The following day, they spotted 25 humpbacks, seven blue whales, one fin and one gray whale.

"That's why this (radio) alert went out," Howard said.

The message, scheduled to continue until Friday, advises mariners from Point Reyes in Marin County to Point Ano Nuevo in San Mateo County to "keep a sharp lookout for large whales" and reduce speed around the two sanctuaries.

In mid-June, officials from the Marine Mammal Center in Sausalito helped confirm that a juvenile female humpback whale that washed ashore at Point Reyes National Seashore was killed by a ship strike.

Fractured vertebrae and bruising indicated the cause of death, said Jim Oswald, a spokesman for the center.

A handful of whale-ship collisions are reported every year — five likely or confirmed strikes in 2010, for example — but scientists say the mortality rate may be higher because most dead whales sink and their deaths are never recorded.

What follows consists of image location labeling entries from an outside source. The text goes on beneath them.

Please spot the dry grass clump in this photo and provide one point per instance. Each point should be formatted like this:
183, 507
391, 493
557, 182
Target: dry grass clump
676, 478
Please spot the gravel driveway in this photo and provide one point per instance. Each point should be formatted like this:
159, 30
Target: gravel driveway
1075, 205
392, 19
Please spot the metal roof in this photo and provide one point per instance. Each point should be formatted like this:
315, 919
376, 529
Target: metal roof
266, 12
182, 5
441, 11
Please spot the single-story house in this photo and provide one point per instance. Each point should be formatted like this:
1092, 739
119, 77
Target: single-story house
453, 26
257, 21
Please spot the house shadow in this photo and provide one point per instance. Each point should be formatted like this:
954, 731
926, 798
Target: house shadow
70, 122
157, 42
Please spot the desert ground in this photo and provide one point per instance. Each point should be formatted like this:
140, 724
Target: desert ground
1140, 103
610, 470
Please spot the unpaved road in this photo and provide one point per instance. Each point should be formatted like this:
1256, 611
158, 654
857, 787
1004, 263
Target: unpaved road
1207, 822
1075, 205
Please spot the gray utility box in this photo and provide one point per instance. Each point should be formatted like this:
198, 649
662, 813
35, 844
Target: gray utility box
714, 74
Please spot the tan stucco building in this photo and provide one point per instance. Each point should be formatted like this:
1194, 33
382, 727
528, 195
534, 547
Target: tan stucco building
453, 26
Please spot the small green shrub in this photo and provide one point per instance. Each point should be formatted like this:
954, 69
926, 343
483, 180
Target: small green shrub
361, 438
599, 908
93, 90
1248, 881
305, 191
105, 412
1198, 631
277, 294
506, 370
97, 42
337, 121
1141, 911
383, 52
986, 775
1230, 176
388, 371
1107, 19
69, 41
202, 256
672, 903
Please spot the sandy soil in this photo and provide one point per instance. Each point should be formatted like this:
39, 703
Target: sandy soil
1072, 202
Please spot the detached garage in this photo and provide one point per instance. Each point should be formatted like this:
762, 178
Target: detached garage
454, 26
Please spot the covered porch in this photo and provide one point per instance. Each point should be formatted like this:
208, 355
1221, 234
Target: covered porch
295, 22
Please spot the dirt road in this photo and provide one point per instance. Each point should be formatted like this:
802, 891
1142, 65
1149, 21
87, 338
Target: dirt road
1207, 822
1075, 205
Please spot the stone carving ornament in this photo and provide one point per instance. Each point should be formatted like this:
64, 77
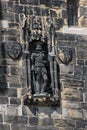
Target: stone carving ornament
14, 49
64, 54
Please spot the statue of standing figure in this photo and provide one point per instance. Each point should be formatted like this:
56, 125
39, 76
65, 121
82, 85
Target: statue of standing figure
39, 69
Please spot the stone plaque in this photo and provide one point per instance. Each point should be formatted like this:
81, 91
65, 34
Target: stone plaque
14, 49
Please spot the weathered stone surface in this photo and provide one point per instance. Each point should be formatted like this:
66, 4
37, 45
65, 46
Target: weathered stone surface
79, 124
15, 101
46, 122
41, 128
68, 128
66, 69
4, 127
84, 21
9, 78
33, 121
64, 123
16, 71
16, 119
70, 104
3, 100
18, 127
12, 110
1, 118
72, 113
71, 94
8, 92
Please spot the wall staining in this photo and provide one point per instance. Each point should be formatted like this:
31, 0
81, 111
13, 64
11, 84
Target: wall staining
66, 54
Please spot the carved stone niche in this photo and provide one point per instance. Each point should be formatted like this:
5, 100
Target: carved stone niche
64, 54
41, 67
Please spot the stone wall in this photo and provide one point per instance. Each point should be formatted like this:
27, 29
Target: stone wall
71, 114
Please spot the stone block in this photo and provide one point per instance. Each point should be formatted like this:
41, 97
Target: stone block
64, 123
19, 9
10, 6
9, 78
12, 110
78, 129
15, 101
83, 10
45, 12
41, 128
70, 104
85, 114
3, 23
3, 6
37, 11
13, 25
72, 113
1, 118
7, 16
15, 119
17, 18
33, 121
78, 72
72, 83
4, 127
16, 71
4, 70
85, 97
58, 4
45, 2
79, 124
15, 85
64, 14
80, 62
46, 122
29, 10
8, 92
30, 2
66, 69
84, 21
3, 109
18, 127
71, 94
3, 100
68, 128
3, 85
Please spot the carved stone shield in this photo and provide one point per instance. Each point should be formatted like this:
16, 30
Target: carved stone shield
64, 54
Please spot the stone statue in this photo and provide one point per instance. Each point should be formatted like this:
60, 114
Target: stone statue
39, 69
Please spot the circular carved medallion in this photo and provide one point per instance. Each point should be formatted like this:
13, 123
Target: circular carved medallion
14, 49
65, 55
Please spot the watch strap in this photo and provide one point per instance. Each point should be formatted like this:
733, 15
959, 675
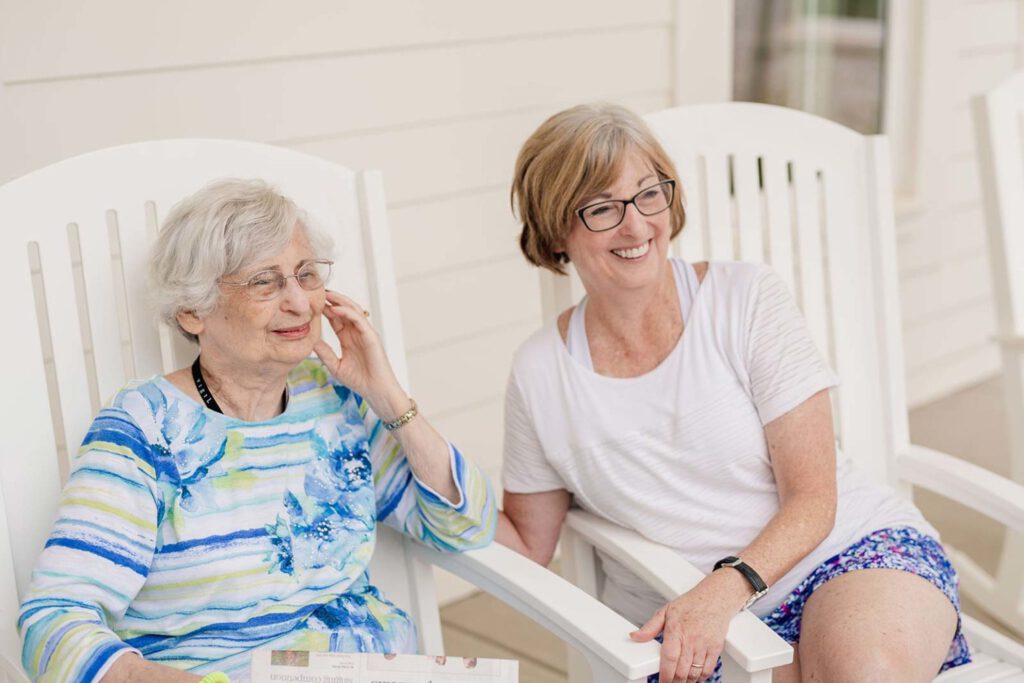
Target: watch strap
755, 580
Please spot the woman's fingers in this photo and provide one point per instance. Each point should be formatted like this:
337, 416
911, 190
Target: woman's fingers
671, 652
696, 667
710, 663
650, 630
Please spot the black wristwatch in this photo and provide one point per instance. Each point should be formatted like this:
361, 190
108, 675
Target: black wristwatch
760, 587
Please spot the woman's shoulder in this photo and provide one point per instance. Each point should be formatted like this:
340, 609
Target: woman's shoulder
737, 273
540, 349
310, 381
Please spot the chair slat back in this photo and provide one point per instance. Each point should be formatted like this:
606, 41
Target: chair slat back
769, 184
74, 244
998, 118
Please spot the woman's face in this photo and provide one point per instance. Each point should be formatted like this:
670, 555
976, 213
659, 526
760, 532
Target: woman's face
281, 331
632, 255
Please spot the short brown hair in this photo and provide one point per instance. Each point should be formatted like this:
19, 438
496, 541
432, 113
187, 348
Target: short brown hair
574, 154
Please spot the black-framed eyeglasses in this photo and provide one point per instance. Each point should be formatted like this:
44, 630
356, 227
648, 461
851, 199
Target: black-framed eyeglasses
605, 215
267, 285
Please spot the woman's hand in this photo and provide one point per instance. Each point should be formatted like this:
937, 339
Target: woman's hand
364, 366
693, 627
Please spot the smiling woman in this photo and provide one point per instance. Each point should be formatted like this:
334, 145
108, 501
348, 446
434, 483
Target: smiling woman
232, 505
686, 401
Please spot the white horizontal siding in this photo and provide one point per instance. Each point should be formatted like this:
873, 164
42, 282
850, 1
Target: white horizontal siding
50, 39
329, 96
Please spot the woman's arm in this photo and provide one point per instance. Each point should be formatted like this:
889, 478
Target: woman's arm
530, 523
96, 557
364, 367
131, 668
801, 444
448, 502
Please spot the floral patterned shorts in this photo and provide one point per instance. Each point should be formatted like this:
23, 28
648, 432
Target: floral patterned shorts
899, 548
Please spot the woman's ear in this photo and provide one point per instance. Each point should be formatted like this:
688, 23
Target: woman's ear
189, 322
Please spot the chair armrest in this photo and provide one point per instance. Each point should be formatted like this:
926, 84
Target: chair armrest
749, 642
567, 611
994, 496
1011, 342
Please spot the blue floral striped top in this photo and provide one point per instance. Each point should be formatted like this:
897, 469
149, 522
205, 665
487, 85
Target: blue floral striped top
193, 538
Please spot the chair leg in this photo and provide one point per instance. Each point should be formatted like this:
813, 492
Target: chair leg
601, 673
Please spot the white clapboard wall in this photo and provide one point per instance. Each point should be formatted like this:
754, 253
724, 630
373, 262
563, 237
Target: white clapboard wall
945, 51
438, 95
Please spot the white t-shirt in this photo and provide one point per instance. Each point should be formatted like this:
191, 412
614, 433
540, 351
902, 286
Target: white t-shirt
679, 454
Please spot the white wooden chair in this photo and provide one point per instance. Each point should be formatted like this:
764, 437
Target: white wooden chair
813, 199
998, 116
73, 241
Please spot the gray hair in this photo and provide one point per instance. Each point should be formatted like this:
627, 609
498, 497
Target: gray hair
221, 228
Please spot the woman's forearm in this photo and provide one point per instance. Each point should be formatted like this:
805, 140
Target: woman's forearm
425, 449
800, 525
131, 668
508, 536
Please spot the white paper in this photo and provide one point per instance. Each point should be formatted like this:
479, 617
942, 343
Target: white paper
301, 667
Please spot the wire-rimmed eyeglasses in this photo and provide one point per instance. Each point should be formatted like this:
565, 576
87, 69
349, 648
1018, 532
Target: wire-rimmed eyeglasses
605, 215
267, 285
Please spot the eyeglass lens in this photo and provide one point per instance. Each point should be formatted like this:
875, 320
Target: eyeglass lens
268, 284
605, 215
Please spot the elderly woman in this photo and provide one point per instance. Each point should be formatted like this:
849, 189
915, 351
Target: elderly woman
687, 401
232, 505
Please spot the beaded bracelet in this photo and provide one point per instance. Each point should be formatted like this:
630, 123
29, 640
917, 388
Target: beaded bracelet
402, 419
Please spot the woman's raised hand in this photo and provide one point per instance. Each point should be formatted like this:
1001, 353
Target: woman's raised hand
363, 366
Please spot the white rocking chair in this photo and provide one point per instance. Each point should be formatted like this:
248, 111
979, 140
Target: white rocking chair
997, 118
814, 200
73, 241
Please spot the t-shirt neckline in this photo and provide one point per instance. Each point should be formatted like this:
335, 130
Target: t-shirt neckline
676, 350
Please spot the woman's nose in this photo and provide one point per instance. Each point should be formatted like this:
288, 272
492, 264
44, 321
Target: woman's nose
632, 219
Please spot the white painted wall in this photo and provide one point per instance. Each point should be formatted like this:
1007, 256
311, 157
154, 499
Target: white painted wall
943, 52
439, 95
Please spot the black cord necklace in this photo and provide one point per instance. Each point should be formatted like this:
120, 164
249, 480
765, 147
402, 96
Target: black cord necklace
204, 391
207, 395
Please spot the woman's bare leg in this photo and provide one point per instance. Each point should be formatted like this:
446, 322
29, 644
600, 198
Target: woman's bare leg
876, 625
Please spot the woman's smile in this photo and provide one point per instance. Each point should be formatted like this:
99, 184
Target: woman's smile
633, 253
299, 332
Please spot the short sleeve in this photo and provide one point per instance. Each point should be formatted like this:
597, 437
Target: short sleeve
784, 367
524, 467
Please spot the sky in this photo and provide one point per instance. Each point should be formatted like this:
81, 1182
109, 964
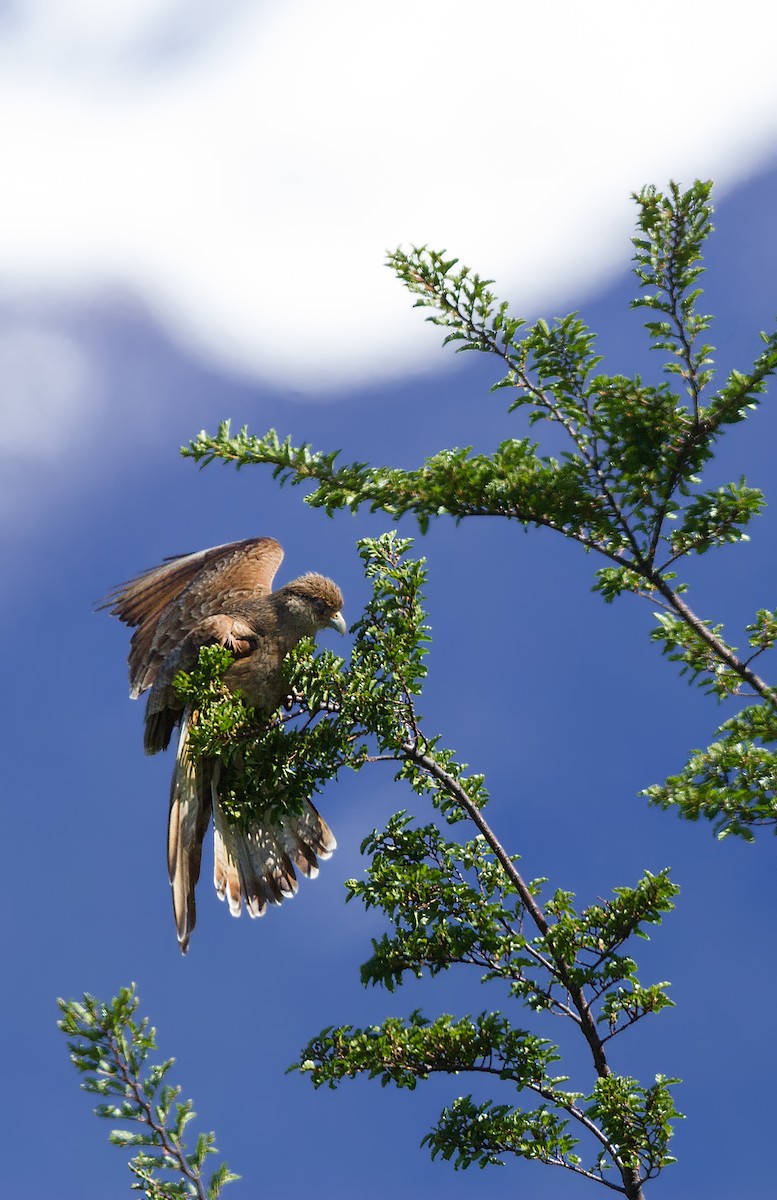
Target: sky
198, 201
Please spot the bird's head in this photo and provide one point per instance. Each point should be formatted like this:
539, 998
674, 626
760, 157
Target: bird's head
313, 603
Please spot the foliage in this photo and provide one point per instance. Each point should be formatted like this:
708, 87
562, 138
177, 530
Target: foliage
456, 903
628, 487
110, 1049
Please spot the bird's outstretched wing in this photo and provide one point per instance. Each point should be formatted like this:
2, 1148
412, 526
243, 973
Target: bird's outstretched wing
167, 603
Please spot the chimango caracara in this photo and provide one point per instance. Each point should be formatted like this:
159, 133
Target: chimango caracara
224, 595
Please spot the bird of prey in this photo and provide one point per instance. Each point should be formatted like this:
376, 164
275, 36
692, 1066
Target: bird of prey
224, 595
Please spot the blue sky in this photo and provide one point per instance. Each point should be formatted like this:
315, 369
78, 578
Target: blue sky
150, 293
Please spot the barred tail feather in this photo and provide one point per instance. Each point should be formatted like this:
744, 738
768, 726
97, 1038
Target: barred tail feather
256, 867
187, 823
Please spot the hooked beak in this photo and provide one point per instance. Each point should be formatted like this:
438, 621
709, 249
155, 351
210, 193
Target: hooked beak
337, 623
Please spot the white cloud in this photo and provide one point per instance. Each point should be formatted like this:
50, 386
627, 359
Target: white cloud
48, 387
248, 187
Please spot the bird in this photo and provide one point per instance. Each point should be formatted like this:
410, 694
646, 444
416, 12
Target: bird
223, 595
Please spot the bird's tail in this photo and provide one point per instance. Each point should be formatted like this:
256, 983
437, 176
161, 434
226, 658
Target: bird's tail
257, 867
187, 826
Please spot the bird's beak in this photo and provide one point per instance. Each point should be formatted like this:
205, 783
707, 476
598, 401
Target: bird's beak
337, 623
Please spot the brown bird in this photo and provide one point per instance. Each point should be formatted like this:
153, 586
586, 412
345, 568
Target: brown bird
224, 595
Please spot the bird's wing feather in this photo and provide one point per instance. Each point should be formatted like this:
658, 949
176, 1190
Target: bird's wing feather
163, 708
168, 601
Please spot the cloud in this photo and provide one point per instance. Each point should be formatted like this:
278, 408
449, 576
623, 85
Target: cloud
247, 183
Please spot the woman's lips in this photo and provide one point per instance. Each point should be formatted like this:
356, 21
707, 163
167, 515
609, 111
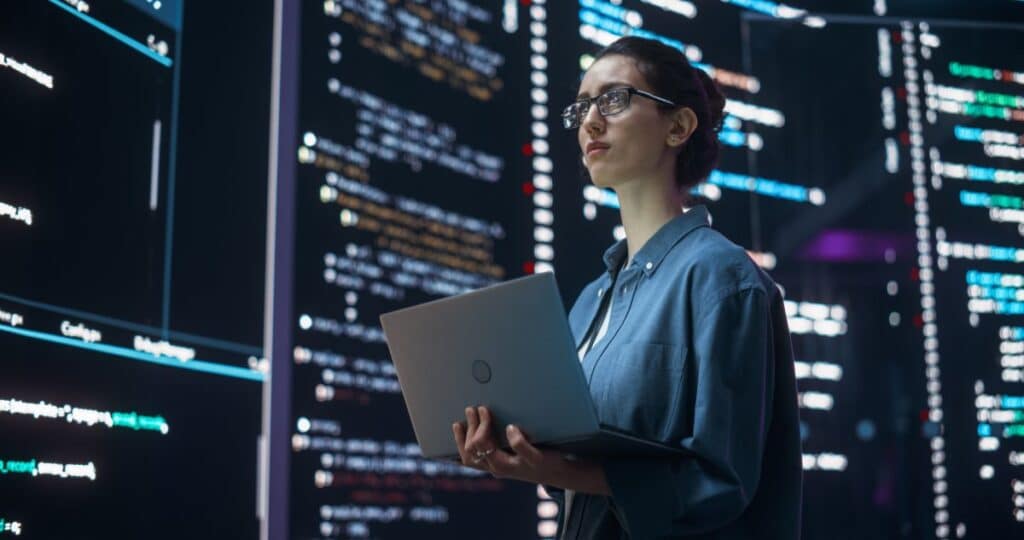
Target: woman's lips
596, 148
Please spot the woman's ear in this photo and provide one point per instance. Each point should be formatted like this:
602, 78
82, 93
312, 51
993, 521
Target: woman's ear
684, 122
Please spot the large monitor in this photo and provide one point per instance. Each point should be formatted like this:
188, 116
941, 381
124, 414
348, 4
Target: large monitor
133, 160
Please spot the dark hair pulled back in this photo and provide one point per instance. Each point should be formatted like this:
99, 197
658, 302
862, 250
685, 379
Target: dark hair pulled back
671, 76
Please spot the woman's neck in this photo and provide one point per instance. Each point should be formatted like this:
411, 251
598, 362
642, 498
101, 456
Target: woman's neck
645, 206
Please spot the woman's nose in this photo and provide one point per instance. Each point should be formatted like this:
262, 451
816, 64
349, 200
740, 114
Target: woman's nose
593, 122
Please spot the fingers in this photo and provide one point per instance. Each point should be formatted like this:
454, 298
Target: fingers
472, 422
483, 433
479, 441
527, 452
460, 440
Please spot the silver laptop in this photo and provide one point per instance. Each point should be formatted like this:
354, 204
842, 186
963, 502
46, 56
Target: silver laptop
508, 347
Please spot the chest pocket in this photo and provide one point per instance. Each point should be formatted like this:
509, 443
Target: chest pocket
641, 387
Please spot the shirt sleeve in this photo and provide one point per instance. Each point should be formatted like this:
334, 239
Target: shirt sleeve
732, 355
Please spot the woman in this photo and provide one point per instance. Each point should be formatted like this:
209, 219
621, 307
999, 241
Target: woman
683, 339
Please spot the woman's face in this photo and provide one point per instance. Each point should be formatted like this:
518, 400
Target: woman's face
628, 146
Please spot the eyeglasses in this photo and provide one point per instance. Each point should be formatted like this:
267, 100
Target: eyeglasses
610, 102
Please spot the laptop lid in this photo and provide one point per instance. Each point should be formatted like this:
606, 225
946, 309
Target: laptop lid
507, 346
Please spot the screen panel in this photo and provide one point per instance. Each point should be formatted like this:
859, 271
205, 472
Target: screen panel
133, 216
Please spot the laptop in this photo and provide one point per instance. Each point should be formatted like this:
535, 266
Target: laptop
509, 347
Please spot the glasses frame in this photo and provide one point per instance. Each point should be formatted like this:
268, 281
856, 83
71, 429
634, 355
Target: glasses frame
573, 119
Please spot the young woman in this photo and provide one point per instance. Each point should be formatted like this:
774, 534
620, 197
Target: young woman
683, 339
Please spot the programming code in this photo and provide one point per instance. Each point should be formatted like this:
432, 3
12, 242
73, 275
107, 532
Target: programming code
130, 318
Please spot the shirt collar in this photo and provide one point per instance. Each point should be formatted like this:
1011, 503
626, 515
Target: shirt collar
651, 254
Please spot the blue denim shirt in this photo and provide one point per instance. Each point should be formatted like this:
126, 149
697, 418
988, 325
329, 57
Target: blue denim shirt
696, 354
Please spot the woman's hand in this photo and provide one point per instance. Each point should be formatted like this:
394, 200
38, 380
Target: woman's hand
479, 449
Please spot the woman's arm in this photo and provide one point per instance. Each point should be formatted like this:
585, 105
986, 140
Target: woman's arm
479, 449
733, 365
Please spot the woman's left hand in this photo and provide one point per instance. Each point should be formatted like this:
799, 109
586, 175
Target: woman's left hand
479, 449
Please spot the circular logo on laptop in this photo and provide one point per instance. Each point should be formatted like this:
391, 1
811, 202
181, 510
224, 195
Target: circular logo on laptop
481, 371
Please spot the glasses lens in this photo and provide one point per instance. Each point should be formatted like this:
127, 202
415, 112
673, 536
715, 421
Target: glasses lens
613, 101
572, 115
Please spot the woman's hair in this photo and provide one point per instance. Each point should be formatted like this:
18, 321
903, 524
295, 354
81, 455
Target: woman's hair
671, 76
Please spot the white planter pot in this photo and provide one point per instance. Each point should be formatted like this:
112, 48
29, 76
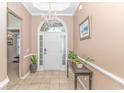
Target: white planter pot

Rick Powers, a veteran Bodega Bay charter boat captain, said he has seen large blue whales "gorging themselves" on krill, abundant due to a strong upwelling of nutrient-rich waters this year along the North Coast.

"The ocean is the healthiest I've seen it in 10 years," Powers said.

Salmon are also feasting on krill, and Powers said he uses blue whale sightings to home in on the prized gamefish.

Last week a boatload of anglers hooked 76 salmon weighing up to 39 pounds and totaling nearly a ton of fish, Powers said.

Juvenile rockfish are also plentiful this year, adding to the food supply for salmon and humpback whales, Howard said.